Commissioner of the Federal Trade Commission
- In office July 16, 1991 – August 31, 1994
- President: George H. W. Bush Bill Clinton
- Preceded by: Andy Strenio
- Succeeded by: Christine Varney

Personal details
- Born: Dennis Alden Yao August 29, 1953 (age 72) Urbana, Illinois
- Party: Democratic
- Education: Princeton University (B.S.E.) U.C. Berkeley (M.B.A) Stanford GSB (Ph.D)

= Dennis Yao =

Federal Trade Commission personnel

Dennis Alden Yao (born August 29, 1953) is an American academic who served as a member of the Federal Trade Commission (FTC) from 1991 to 1994. A member of the Democratic Party, Yao was the first Asian American to serve on the FTC and the third career economist to serve on the body, which has generally been composed of attorneys. Yao is currently the Lawrence E. Fouraker Professor of Business Administration and Chair of the Doctoral Programs at Harvard Business School.

== Early life and education ==
Dennis Alden Yao was born on August 29, 1953, in Urbana, Illinois. In 1975, he received his undergraduate (B.S.E.) degree in engineering from Princeton University. Yao went on to receive his Master of Business Administration (M.B.A.) degree from the University of California, Berkeley in 1977.

After working in the private sector as a product planner for Ford Motor Company, Yao would receive his PhD in economics from the Stanford Graduate School of Business in 1985.

== Career ==

=== Academic career ===
From 1983 to 1991, Yao served in various academic capacities within the Wharton School of Business of the University of Pennsylvania. At Wharton, he developed and taught a class that focused on strategies for competition within an oligopolistic framework called “Competitive Strategy and Industrial Structure.”

=== Federal Trade Commission (FTC) ===
While serving as an associate professor at the Wharton's department of public policy and management, Yao was chosen by President George H. W. Bush to replace Andrew Strenio on the Federal Trade Commission (FTC).
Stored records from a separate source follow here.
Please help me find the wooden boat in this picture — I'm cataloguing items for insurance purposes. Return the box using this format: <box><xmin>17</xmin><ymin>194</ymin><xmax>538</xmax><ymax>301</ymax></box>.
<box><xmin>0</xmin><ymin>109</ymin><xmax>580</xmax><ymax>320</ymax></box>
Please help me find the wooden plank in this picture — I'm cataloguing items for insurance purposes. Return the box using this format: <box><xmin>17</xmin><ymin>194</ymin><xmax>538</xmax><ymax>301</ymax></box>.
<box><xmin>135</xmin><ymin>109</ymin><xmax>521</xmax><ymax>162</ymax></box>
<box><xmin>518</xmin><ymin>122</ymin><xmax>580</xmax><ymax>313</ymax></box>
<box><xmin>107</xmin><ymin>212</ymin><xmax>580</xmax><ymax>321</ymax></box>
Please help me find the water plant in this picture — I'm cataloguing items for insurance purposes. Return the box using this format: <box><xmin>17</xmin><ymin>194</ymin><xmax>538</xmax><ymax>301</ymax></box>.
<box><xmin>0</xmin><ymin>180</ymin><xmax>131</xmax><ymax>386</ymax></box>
Yao was the third career economist to serve on the FTC, an agency generally composed of attorneys, after James C. Miller III and George W. Douglas.

During his tenure on the FTC, Yao was among the members favorable to bringing action against Microsoft, which at the time was the subject of antitrust scrutiny. During a meeting between members of the FTC and Microsoft corporate leadership, the "soft-spoken" Yao reportedly upset Bill Gates by "float[ing] a line of hypothetical questions suggesting possible curbs on Microsoft’s growing monopoly power". As a result:"Gates was vexed. "He started by calling Yao’s ideas socialistic," recalls a source familiar with the July 15 meeting, "and as he got angrier and angrier and louder and louder, he got into calling them Communistic."Following the inauguration of Bill Clinton as President of the United States in 1993, Yao was briefly considered for the role of FTC Chair. However, after serving three years of a seven-year term, Yao chose to resign from the FTC on September 1, 1994, in order to return to teaching at the University of Pennsylvania. In 1994, he was replaced as a member of the FTC by Christine Varney.

=== Career post-FTC ===
Yao currently serves as a Professor of Business Administration at Harvard Business School. In 2018, he was a contributor to Daniel Koh's congressional candidacy in Massachusetts's 3rd district.